Ministry of Justice Web Site Publishes ACLA Suggestions on Improving the Work Environment for Defense Lawyers

February 10, 2005

In November 2004, the Ministry of Justice Web site published a series of suggestions made by the Criminal Law Committee of the All China Lawyers Association to improve the work environment for criminal defense attorneys. According to the article, ACLA has recommended reforms related to the following issues:

· Investigative rights of lawyers. Lawyers should have the opportunity to collect evidence during the investigation phase of the criminal process, to verify that law enforcement agencies are following procedures, to monitor the detention of their clients, and to interview victims.
· Right of lawyers to review case files. According to the article, this right is often ignored and needs to be guaranteed in practice.
· Lawyer access to clients during interrogation. Lawyers should be present at interrogation and interrogation sessions should be recorded. The article notes that these reforms could "finally restrain" the problem of torture, which it characterizes as "widespread" in basic level organs.
· Lawyer liability. The article notes that as long as the decision to investigate and prosecute defense lawyers for evidence fabrication and other crimes related to their work is left in the hands of police and prosecutors, lawyers will be too fearful of reprisals to be vigorous advocates for their clients. ACLA has reportedly suggested that any decision to charge lawyers for such crimes be subject to the approval of a people’s court.
· Simplified procedures and open evidence. Courts should employ "simplified procedures" when the defendant confesses, the facts are clear, and the evidence sufficient (presumably to lessen the burden on attorneys) and institute an open evidence system.
· Lawyer remedies. The government should establish a mechanism through which lawyers can file complaints and seek a remedy if their professional rights are violated in the criminal process.

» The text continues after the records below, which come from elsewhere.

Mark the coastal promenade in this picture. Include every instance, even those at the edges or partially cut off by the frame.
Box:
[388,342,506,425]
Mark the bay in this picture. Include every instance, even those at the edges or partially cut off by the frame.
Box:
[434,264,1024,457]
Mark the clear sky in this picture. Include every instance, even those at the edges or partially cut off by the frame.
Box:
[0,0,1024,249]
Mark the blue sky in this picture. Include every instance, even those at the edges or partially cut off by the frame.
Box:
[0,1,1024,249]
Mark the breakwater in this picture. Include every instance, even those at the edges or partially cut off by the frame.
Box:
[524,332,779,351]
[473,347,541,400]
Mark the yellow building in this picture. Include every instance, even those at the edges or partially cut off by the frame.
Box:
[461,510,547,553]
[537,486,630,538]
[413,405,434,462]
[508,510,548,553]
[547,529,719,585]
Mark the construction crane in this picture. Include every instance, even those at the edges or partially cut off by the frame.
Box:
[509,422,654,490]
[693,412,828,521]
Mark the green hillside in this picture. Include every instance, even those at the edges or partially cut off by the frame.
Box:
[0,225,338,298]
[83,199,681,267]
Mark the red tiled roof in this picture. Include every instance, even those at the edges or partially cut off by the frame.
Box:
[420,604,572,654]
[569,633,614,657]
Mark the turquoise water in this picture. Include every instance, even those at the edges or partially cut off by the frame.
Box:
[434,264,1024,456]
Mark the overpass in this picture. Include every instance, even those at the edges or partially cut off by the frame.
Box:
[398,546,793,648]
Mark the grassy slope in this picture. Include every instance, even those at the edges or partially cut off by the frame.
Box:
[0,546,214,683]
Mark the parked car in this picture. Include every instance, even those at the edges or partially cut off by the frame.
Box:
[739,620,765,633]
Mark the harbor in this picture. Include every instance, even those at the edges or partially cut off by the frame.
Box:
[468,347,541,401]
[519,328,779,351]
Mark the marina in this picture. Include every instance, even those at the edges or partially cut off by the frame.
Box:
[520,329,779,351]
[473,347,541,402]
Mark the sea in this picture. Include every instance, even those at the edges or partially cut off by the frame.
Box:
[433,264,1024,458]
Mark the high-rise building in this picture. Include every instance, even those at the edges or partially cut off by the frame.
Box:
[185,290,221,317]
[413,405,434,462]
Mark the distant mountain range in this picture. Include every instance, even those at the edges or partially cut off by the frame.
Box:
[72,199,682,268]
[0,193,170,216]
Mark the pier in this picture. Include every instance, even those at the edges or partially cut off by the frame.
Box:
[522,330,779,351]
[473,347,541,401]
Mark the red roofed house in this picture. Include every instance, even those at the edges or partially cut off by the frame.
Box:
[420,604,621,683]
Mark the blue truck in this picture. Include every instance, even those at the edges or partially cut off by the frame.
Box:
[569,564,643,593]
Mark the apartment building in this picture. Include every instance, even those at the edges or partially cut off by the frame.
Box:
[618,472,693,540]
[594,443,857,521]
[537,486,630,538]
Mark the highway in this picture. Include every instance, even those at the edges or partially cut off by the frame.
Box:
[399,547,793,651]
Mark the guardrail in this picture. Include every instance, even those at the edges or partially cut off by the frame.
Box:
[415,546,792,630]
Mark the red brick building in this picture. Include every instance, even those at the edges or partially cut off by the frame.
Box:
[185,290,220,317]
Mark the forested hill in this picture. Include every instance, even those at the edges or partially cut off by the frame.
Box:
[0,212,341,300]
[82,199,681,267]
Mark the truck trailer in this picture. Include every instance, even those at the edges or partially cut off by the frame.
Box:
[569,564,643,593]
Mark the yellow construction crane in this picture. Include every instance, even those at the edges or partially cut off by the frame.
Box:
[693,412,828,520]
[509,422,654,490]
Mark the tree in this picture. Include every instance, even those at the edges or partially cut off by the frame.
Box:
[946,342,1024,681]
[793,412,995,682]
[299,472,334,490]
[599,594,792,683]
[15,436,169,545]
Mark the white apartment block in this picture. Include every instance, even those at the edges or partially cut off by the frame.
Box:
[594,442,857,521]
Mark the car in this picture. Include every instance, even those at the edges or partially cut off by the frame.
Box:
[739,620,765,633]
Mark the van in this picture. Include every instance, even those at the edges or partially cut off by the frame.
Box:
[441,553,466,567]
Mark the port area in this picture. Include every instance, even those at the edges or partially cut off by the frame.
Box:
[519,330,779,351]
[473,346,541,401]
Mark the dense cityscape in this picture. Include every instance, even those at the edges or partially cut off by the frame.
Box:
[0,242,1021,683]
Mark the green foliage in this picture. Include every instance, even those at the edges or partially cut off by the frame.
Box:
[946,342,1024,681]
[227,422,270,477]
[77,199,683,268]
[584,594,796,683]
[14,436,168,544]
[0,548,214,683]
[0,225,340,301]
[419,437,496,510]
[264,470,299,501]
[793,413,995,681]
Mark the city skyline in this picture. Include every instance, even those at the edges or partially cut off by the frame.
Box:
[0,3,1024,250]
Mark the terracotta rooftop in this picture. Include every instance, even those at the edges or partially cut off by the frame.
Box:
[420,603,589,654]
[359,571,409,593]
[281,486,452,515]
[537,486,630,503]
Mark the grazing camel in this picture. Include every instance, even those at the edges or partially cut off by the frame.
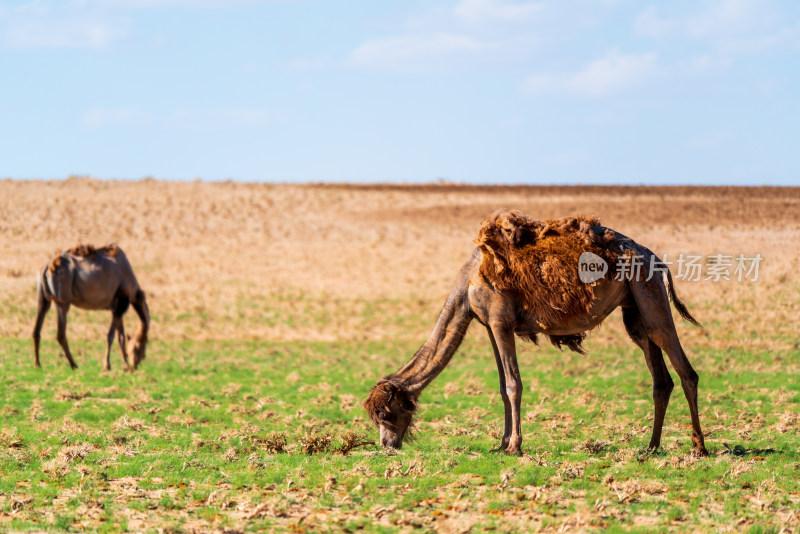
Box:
[33,243,150,370]
[364,210,708,456]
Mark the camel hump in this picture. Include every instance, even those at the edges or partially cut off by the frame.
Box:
[475,210,619,328]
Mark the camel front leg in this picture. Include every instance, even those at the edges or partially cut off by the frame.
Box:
[33,294,50,367]
[103,315,117,371]
[491,325,522,454]
[486,326,511,451]
[117,317,131,370]
[56,303,78,370]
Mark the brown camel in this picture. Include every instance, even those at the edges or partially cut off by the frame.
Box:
[364,210,708,455]
[33,243,150,370]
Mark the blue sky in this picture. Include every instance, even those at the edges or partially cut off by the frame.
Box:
[0,0,800,185]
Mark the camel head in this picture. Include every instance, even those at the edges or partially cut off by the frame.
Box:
[364,377,417,449]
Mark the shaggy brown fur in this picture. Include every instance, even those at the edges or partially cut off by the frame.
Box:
[363,382,417,425]
[475,211,619,340]
[33,243,150,369]
[364,210,708,456]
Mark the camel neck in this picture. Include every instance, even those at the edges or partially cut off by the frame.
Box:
[394,258,473,396]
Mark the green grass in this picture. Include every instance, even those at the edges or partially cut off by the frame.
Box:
[0,338,800,532]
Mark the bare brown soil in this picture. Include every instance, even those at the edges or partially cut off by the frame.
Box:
[0,179,800,347]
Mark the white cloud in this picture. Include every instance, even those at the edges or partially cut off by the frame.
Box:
[0,0,128,48]
[523,52,665,97]
[81,107,153,130]
[455,0,542,22]
[347,33,493,71]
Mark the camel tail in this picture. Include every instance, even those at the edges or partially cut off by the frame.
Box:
[666,269,703,328]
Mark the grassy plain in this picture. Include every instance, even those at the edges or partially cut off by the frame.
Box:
[0,180,800,532]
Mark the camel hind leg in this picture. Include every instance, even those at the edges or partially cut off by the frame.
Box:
[117,318,131,370]
[630,278,708,456]
[56,302,78,370]
[622,305,675,450]
[33,282,50,367]
[103,290,130,371]
[486,326,512,451]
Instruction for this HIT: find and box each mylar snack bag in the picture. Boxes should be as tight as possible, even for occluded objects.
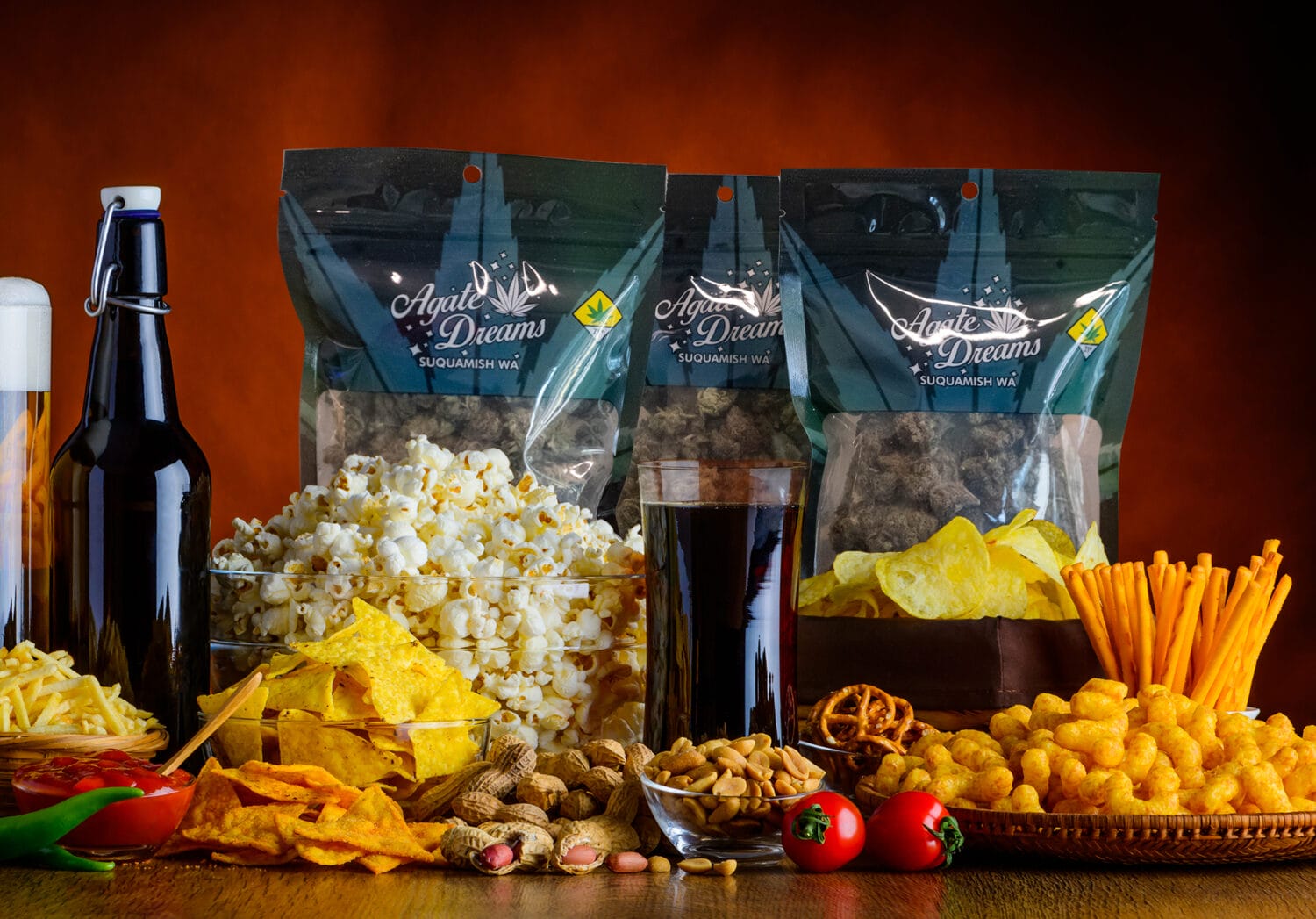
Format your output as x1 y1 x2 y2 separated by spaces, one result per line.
782 169 1158 571
618 176 810 532
279 149 666 516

The MOJ article notes that because the quality of criminal defense is uneven and the percentage of criminal defendants represented by counsel is dropping, systemic reforms of the criminal process are needed to enhance the role of lawyers. Such statements, along with the fact that MOJ chose to publish the ACLA committee’s suggestions on its official site, may be indications that there is support within the MOJ for the proposed reforms.